Multi-path multi-component self-accelerating beams through spectrum-engineered position mapping

TL;DR

This paper introduces a novel spectral phase gradient concept for designing self-accelerating beams with customizable trajectories, demonstrated through theoretical analysis and experiments, expanding beam engineering capabilities.

Contribution

The work presents a spectrum-to-distance mapping method for generating complex self-accelerating beams, including non-paraxial and vectorial types, advancing beam shaping techniques.

Findings

Successfully generated various self-accelerating beams with predetermined trajectories.

Demonstrated non-paraxial Airy beam breakup and alternative beam geometries.

Validated the approach for vectorial wavefronts, maintaining predicted trajectories.

Abstract

We introduce the concept of spatial spectral phase gradient, and demonstrate, both theoretically and experimentally, how this concept could be employed for generating single- and multi-path self-accelerating beams. In particular, we show that the trajectories of the accelerating beams are determined a priori by different key spatial frequencies through direct spectrum-to-distance mapping.
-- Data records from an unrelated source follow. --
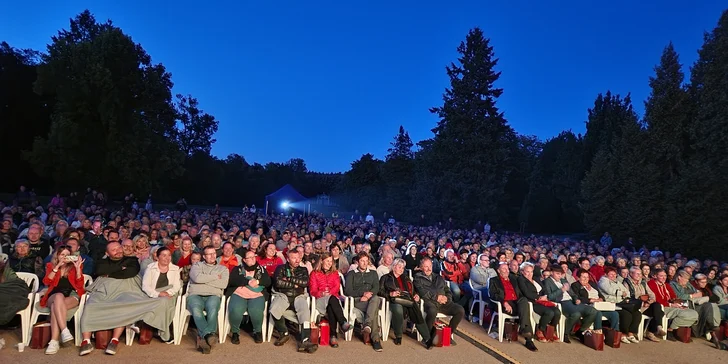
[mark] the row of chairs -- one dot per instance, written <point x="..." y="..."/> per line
<point x="29" y="316"/>
<point x="534" y="317"/>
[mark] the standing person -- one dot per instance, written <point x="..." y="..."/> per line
<point x="435" y="291"/>
<point x="325" y="285"/>
<point x="363" y="284"/>
<point x="207" y="282"/>
<point x="64" y="278"/>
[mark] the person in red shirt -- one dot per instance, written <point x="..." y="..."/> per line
<point x="270" y="259"/>
<point x="505" y="290"/>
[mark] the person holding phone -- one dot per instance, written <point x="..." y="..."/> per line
<point x="64" y="278"/>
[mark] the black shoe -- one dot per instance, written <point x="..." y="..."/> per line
<point x="377" y="345"/>
<point x="428" y="344"/>
<point x="282" y="339"/>
<point x="211" y="340"/>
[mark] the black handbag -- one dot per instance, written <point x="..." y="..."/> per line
<point x="404" y="302"/>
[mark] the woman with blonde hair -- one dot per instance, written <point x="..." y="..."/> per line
<point x="324" y="285"/>
<point x="64" y="278"/>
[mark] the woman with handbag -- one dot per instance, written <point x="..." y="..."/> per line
<point x="399" y="290"/>
<point x="533" y="291"/>
<point x="324" y="285"/>
<point x="64" y="278"/>
<point x="630" y="316"/>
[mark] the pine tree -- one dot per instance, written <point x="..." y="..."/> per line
<point x="469" y="158"/>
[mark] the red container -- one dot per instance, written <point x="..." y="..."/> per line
<point x="324" y="332"/>
<point x="443" y="333"/>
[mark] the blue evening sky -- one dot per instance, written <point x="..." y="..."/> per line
<point x="328" y="81"/>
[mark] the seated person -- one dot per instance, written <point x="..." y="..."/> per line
<point x="558" y="290"/>
<point x="13" y="292"/>
<point x="708" y="312"/>
<point x="207" y="282"/>
<point x="325" y="286"/>
<point x="505" y="290"/>
<point x="396" y="287"/>
<point x="247" y="291"/>
<point x="481" y="274"/>
<point x="455" y="273"/>
<point x="64" y="278"/>
<point x="289" y="294"/>
<point x="162" y="278"/>
<point x="363" y="285"/>
<point x="672" y="307"/>
<point x="117" y="300"/>
<point x="630" y="316"/>
<point x="435" y="292"/>
<point x="587" y="292"/>
<point x="22" y="260"/>
<point x="532" y="290"/>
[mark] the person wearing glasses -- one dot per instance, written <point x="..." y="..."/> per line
<point x="64" y="278"/>
<point x="247" y="290"/>
<point x="207" y="282"/>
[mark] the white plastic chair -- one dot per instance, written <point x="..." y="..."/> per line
<point x="311" y="302"/>
<point x="439" y="315"/>
<point x="26" y="328"/>
<point x="477" y="298"/>
<point x="87" y="281"/>
<point x="184" y="317"/>
<point x="502" y="317"/>
<point x="226" y="326"/>
<point x="646" y="320"/>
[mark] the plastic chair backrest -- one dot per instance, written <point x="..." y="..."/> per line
<point x="30" y="279"/>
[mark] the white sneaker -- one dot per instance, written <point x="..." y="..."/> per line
<point x="66" y="336"/>
<point x="53" y="347"/>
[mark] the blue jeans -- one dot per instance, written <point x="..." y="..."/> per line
<point x="238" y="306"/>
<point x="588" y="315"/>
<point x="613" y="318"/>
<point x="198" y="305"/>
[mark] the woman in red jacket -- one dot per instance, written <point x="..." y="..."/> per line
<point x="64" y="278"/>
<point x="324" y="285"/>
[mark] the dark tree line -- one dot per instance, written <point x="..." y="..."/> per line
<point x="93" y="109"/>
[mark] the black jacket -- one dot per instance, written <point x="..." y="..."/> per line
<point x="290" y="281"/>
<point x="239" y="279"/>
<point x="582" y="293"/>
<point x="430" y="287"/>
<point x="528" y="289"/>
<point x="358" y="282"/>
<point x="498" y="292"/>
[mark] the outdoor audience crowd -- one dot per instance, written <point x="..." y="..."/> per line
<point x="143" y="260"/>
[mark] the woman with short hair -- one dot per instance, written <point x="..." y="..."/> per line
<point x="65" y="281"/>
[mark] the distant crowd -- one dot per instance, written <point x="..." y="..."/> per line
<point x="154" y="269"/>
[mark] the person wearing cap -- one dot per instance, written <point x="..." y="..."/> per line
<point x="24" y="261"/>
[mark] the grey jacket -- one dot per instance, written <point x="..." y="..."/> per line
<point x="208" y="279"/>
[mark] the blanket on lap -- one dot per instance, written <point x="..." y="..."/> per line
<point x="120" y="302"/>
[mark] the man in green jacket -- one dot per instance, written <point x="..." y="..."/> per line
<point x="363" y="284"/>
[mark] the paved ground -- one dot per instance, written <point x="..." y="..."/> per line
<point x="699" y="351"/>
<point x="159" y="353"/>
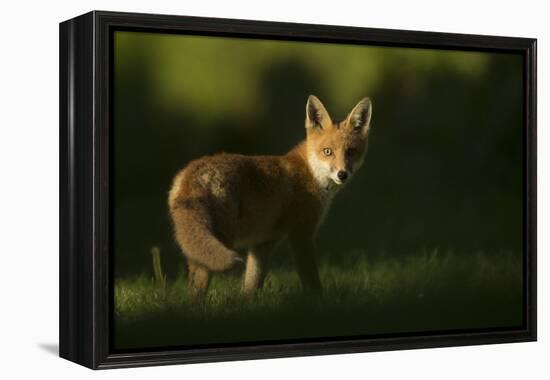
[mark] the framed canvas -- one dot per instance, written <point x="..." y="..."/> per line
<point x="235" y="189"/>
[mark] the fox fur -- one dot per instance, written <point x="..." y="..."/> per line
<point x="226" y="203"/>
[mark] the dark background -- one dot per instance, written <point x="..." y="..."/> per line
<point x="444" y="168"/>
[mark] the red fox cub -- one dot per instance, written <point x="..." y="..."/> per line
<point x="223" y="203"/>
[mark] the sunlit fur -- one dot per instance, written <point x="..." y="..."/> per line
<point x="225" y="203"/>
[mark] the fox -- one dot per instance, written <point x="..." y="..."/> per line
<point x="223" y="204"/>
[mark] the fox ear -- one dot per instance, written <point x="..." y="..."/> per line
<point x="359" y="117"/>
<point x="317" y="116"/>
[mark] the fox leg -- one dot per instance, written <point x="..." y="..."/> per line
<point x="199" y="278"/>
<point x="304" y="256"/>
<point x="254" y="275"/>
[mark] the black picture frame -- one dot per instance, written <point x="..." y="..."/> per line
<point x="85" y="183"/>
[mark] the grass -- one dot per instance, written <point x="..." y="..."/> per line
<point x="429" y="291"/>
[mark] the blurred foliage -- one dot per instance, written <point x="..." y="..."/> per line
<point x="444" y="167"/>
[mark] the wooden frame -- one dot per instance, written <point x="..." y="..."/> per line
<point x="85" y="178"/>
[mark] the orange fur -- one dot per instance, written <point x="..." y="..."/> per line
<point x="223" y="203"/>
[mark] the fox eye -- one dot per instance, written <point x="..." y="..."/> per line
<point x="327" y="152"/>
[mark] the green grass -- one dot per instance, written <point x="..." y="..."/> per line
<point x="362" y="296"/>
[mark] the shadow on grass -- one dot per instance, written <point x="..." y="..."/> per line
<point x="422" y="293"/>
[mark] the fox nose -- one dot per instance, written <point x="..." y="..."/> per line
<point x="342" y="175"/>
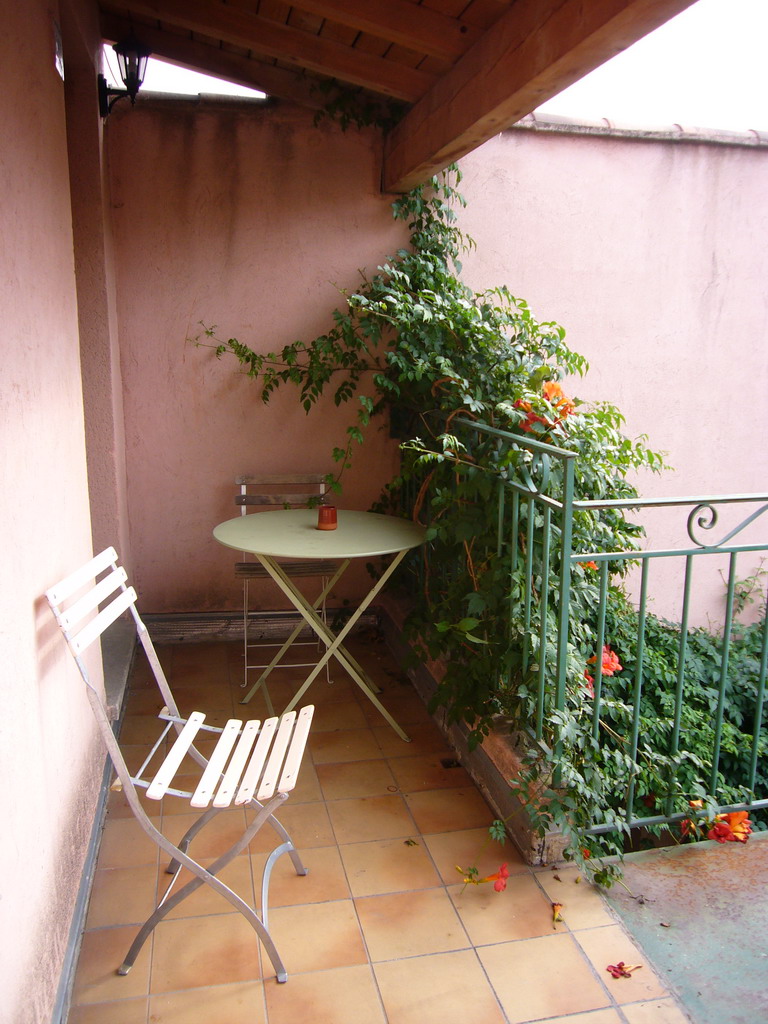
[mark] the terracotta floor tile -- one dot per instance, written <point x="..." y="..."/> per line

In the non-paraxial regime, our results clearly illustrate the breakup of Airy beams from a different perspective, and demonstrate how circular, elliptic or hyperbolic accelerating beams can be created by judiciously engineering the spectral phase. Furthermore, we found that the accelerating beams still follow the predicted trajectory also for vectorial wavefronts. Our approach not only generalizes the idea of Fourier-space beam engineering along arbitrary convex trajectories, but also offers new possibilities for beam/pulse manipulation not achievable through standard direct real-space approaches or by way of time-domain phase modulation.